I'm working on a web app that uses scraping to harvest it's data. I have run into a roadblock in that I'm unsure on how to write a regular expression to extract the data I need.
I need to extract the distance and grade from a string like the following.
"The Bet with the Tote 525 (A6) 525y"
The grade is the "A6" and the distance is the "525y".
Every now and again, the string has another set of brackets in it that need to be ruled out. For example in this string:
"The Bet with the Tote (Starter race) Some more info (A6) 525y"
I will need the second set of brackets. The grade and distance are always appended to the end of the description so will always be at the end of the string.
I have tried simply using substr() to get the number of characters from the end of the string but every now and again, the distance is set to something like "525yH" which completely throws it out. For that reason, I would guess that a regular expression would be the best option.

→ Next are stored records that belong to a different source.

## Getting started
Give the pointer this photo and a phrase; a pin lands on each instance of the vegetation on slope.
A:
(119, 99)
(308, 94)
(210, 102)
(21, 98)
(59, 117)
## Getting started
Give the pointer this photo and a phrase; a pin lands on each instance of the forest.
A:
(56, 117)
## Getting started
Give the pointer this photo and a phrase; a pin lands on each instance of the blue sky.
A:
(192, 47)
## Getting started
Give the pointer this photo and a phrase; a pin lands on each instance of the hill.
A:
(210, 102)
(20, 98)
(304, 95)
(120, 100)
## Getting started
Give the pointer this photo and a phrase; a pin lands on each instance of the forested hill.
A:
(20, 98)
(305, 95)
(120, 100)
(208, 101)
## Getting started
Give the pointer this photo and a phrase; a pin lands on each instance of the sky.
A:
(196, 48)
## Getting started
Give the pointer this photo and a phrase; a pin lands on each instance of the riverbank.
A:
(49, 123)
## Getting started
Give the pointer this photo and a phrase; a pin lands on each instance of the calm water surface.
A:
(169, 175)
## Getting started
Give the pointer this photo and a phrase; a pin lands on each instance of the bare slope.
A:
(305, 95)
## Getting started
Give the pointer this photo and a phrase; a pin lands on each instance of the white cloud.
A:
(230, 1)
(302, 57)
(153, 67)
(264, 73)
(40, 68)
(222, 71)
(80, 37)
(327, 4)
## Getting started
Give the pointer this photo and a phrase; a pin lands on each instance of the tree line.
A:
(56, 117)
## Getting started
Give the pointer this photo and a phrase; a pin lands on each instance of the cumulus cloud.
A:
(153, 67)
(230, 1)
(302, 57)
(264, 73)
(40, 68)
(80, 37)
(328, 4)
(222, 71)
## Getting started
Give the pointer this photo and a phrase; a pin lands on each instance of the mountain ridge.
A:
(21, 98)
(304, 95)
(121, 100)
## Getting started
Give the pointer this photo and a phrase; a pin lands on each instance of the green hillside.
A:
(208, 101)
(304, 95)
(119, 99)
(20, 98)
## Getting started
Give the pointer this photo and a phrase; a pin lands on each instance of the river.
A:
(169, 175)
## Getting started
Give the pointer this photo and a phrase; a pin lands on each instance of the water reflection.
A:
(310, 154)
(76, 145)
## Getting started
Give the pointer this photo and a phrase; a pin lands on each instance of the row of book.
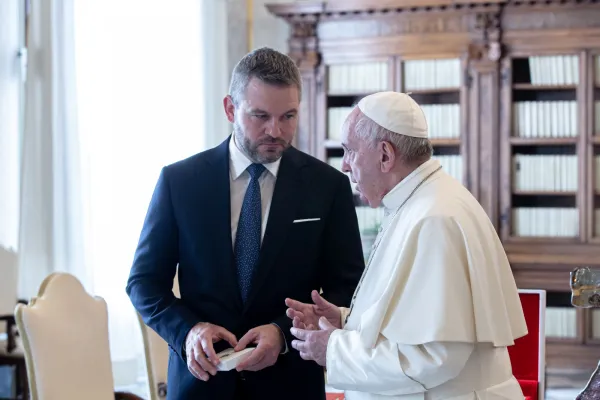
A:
(443, 121)
(596, 323)
(336, 162)
(452, 164)
(554, 70)
(360, 78)
(369, 220)
(335, 120)
(357, 78)
(432, 74)
(545, 119)
(551, 173)
(545, 222)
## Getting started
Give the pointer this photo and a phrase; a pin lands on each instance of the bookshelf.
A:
(511, 91)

Any help greatly appreciated.
Dan
Extended Information
If data pattern is fixed, why not use EXPLODE ?
<?php
$str = "The Bet with the Tote 525 (A6) 525y";
$strArr = explode(" ",$str);
$arrCount = count($strArr);
$data1 = $strArr[$arrCount - 1];
$data2 = $strArr[$arrCount - 2];
echo $data1," , ",$data2;
?>
Try with:
/.*?\((.*?)\)\W+(.*)$/
Thanks to the update question it's a simple as:
preg_match('/(\(\w+\)) (\w+)H?/', $str, $matches);
Usage:
$str = "The Bet with the Tote 525 (A6) 525y";
print_r($matches);
outputs:
Array
(
[0] => (A6) 525y
[1] => (A6)
[2] => 525y
)
or:
$str = "The Bet with the Tote (Starter race) Some more info (A6) 525y";
print_r($matches);
outputs:
Array
(
[0] => (A6) 525y
[1] => (A6)
[2] => 525y
)
Although I personally prefer the elegance if the explode method, it then would require and extra condition and possible operation to remove the trailing H.
You could try:
([^)]+) (\d+y.?)$
which is a little more specific
Since
The grade and distance are always appended to the end of the description so will always be at the end of the string.

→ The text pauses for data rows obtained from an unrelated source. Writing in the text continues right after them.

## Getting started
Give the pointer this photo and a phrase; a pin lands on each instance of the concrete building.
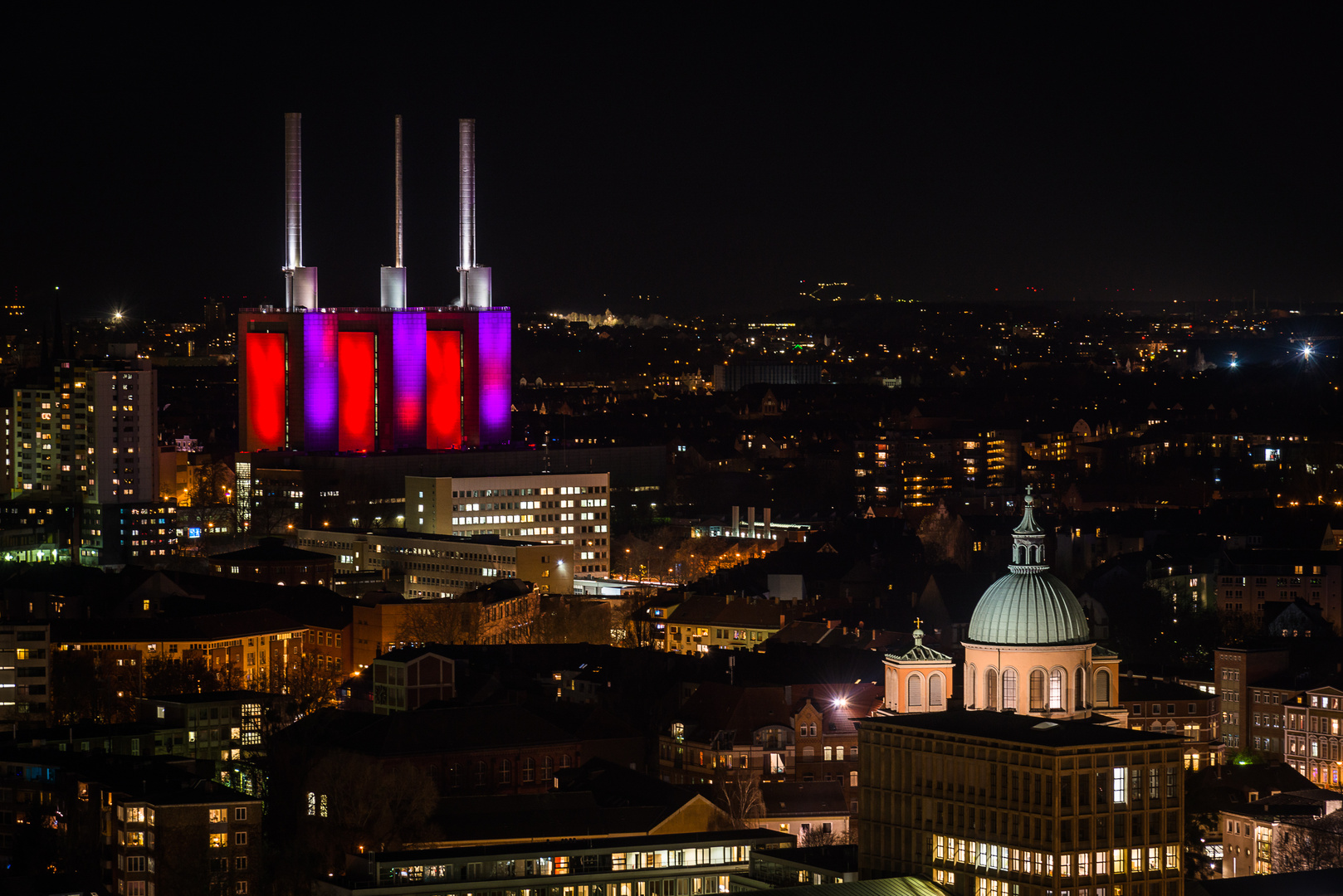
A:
(1260, 578)
(560, 508)
(93, 434)
(276, 563)
(410, 677)
(315, 489)
(159, 837)
(691, 863)
(443, 566)
(697, 624)
(24, 672)
(90, 438)
(217, 726)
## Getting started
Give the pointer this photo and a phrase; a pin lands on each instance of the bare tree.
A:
(736, 791)
(356, 801)
(308, 683)
(1310, 845)
(573, 620)
(443, 621)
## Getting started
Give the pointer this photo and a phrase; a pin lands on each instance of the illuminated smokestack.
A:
(474, 281)
(300, 282)
(393, 278)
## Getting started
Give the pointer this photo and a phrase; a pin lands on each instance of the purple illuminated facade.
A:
(309, 377)
(408, 375)
(321, 381)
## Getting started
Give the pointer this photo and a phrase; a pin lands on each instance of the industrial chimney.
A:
(474, 281)
(300, 282)
(393, 278)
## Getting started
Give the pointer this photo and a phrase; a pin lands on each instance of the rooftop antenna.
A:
(300, 282)
(393, 277)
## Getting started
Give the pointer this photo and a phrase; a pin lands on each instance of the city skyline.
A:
(949, 158)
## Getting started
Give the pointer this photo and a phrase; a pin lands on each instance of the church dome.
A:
(1029, 609)
(1029, 606)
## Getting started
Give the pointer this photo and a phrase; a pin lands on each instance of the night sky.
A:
(708, 162)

Something like the following, without regex, might work. That is, assuming your above statement is correct.
$text = "The Bet with the Tote (Starter race) Some more info (A6) 525y";
array_slice(explode(" ", $text), -2, 2);
//returns
Array
(
[0] => (A6)
[1] => 525y
)
$str = 'The Bet with the Tote 525 (A6) 525y';
preg_match_all('/.*\((?P<grade>.+?)\)\s(?P<distance>.+?)$/', $str, $matches);
var_dump($matches);
array(5) {
[0]=>
array(1) {
[0]=>
string(9) "(A6) 525y"
}
["grade"]=>
array(1) {
[0]=>
string(2) "A6"
}
[1]=>
array(1) {
[0]=>
string(2) "A6"
}
["distance"]=>
array(1) {
[0]=>
string(4) "525y"
}
[2]=>
array(1) {
[0]=>
string(4) "525y"
}
}
So you can access the grade and distance by accessing $matches['grade']
and $matches['distance']
.
Your second string...
The Bet with the Tote (Starter race) Some more info (A6) 525y
array(5) {
[0]=>
array(1) {
[0]=>
string(61) "The Bet with the Tote (Starter race) Some more info (A6) 525y"
}
["grade"]=>
array(1) {
[0]=>
string(2) "A6"
}
[1]=>
array(1) {
[0]=>
string(2) "A6"
}
["distance"]=>
array(1) {
[0]=>
string(4) "525y"
}
[2]=>
array(1) {
[0]=>
string(4) "525y"
}
}